Hey Microsoft. C’mere. Yeah, come over here, we need to have a little chat. Listen, buddy, you know I’ve got your back. We’ve been teaming up on Windows since 3.1. Remember that time we got sixteen people and four TVs together to play Halo on the original Xbox? Classic. But listen, as your fri…as your long-time customer, I gotta tell you something. You have got to chill. Especially when someone tells you they don’t want to use one of your applications.
Over the last few years Microsoft has been laying a heavy hand down on Windows users who don’t want to use other Microsoft programs for absolutely everything. A particularly egregious example came up last month, when the Edge browser started giving people a breakup quiz if they use it to download Google Chrome (which literally hundreds of millions of people do). It looks like the same customer retention specialist who cooked up that move has gotten their hands on OneDrive, because it’s starting to exhibit the same behavior.
NeoWin reports that users who manually close the OneDrive file-syncing app, which is set to run at Windows startup by default, are given another quiz. It’s got the desperate and angry feeling of someone demanding to know why you won’t date them. Among the pre-filled answers are “I do not want OneDrive running all the time,” “I do not use OneDrive,” “I am trying to speed up my computer,” and “I get too many notifications.”
Neowin
The message isn’t appearing for everyone who closes the program; two PCWorld staff were unable to replicate the screenshots when closing the program. Either the question UI has been added to a brand-new version of OneDrive that still propagating across the Windows world, or Microsoft is using A-B testing that only shows it to some users.

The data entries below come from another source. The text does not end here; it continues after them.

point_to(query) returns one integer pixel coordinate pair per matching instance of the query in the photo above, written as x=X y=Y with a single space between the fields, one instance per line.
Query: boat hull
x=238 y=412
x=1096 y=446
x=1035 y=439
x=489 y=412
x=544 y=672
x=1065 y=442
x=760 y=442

Presumably Microsoft is trying to gather customer data to improve its product. That sort of thing has been commonplace for years — part of the uninstallation process for many apps is opening a browser window to give feedback on why you’re no longer using it. But OneDrive doing the same thing just for closing the app is grating at best. To add even more creepiness to the process, NeoWin says that users who see this pop quiz are physically blocked from closing OneDrive until they answer.
If Microsoft wants to anger and alienate a considerable portion of its userbase, particularly the portion that’s highly technical and prefers to make their own choices for things like browsers, file backups, and general PC performance, then it’s doing a fantastic job.